Joplin also coached the Rockets for 12 seasons, posting the second-most wins in UT history with a 203-155 mark.
And yet the son of this Toledo alum will be on the opposite sideline when the Rockets face their archrivals from Bowling Green State University this Saturday at Doyt Perry Stadium with kickoff set for 2:30 p.m.
“Trust me, I hear about this game all the time,” said Shaun Joplin, a senior wide receiver for the Falcons. “It’s because I’m a local guy, from Toledo. But I chose BG for a reason. I love it here, I love the coaching staff.”
The connection between Toledo and the family was broken by the acrimonious dismissal of Stan as basketball coach after an 11-19 mark in 2007-08. One year earlier Joplin had been named Mid-American Conference coach of the year after an 14-2 league record, but that was followed by a losing season and four UT players eventually were charged in a point-shaving scandal.
“My dad told me, ‘When somebody doesn’t want you, they find a way to get rid of you,’ ” the younger Joplin said. “That’s what [UT athletics director Mike] O’Brien did.

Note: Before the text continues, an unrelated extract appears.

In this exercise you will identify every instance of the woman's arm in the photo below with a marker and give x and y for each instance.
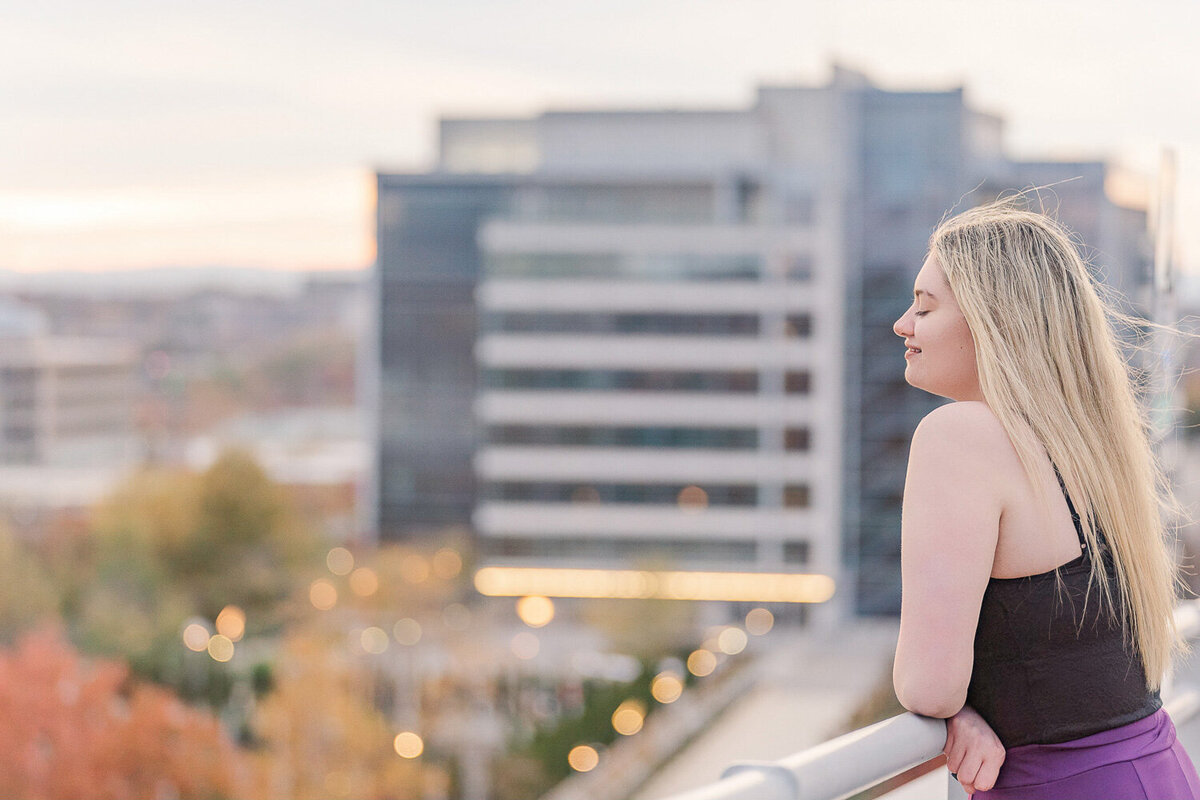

He didn’t want him anymore, so he got rid of him. Now we’re Falcons.”
But Shaun Joplin’s rout to Bowling Green, and his role as one of the Falcons’ top receivers, wasn’t that simple.
Shaun Joplin was a three-sport standout at Southview High School who received scholarship offers in football, basketball, and track as a high jumper — “I only had scholarship offers in basketball, so Shaun told me all the time he was one up on me,” Stan Joplin said — but began to focus on football and eventually committed to BG.
“When I chose Toledo, part of the reason was I wanted to stay close to home,” said Stan Joplin, who hailed from Milan, Mich. “Shaun made the school decision on his own, but I think he valued staying close to home.”
That decision was tested, though, when Shaun Joplin played well in the Big 33 Game, the Pennsylvania-Ohio all-star game.
“I told him he needed to be a man of his word,” Stan Joplin said. “You committed to BG, you have to stand beside it. And he did.”
Shaun Joplin redshirted in 2009, then saw limited action as a freshman. Father thought son might not be putting full effort into being a college athlete.
“He couldn’t pull the wool over my eyes, because I had either done it as a player or seen it as a coach,” Stan Joplin said. “There wasn’t a lot of wiggle room. I thought there may have been a few too many things like video games in his life, so I talked to his roommates — good guys like Matt Schilz and Alex Bayer and Paul Swan. I said, ‘Fellas, you have to help me out on this.’
“I think Shaun had to learn to appreciate the game, to respect the game. He’s had to learn to work hard at everything.”
BG coach Dave Clawson noticed the improvement, and Shaun Joplin’s time on the field increased as a result. This year he leads the Falcons with 29 catches for 453 yards, and 24 of those catches have resulted in first downs.
“The third-and-14 that we converted [against Akron] was as big a play as there was in the football game,” Clawson said. “That one play sort of shows Shaun’s development: Three years ago he would have run the wrong route, two years ago he would have run the right route but wouldn’t have gotten to the sticks, and a year ago he may have done all that but not caught [the ball].”
Joplin looks forward to making more of those catches Saturday.
“My redshirt freshman year I got a taste of this rivalry when Freddie Barnes and those seniors were here,” Shaun Joplin said. “We just want to have that feeling, and take that trophy out of Toledo’s hands. “We don’t like them, and they don’t like us.”
While father and son chose different colleges, Schilz sees the similarities. “They both are great with people,” Schilz said. “They can relate to people, no matter who they are.”
Last season, when Shaun Joplin was asked what colors his father would wear to the game, he cleverly responded that his father would wear blue — the same color he wears as basketball coach at Springfield High School.
Schilz, who served an internship with Stan Joplin at that school last spring, realized Joplin’s wardrobe decision may not be that easy.
“I’m sure [Stan Joplin] has still got some Toledo in his blood,” Schilz said. “But I’m sure he’s rooting for Shaun as well.”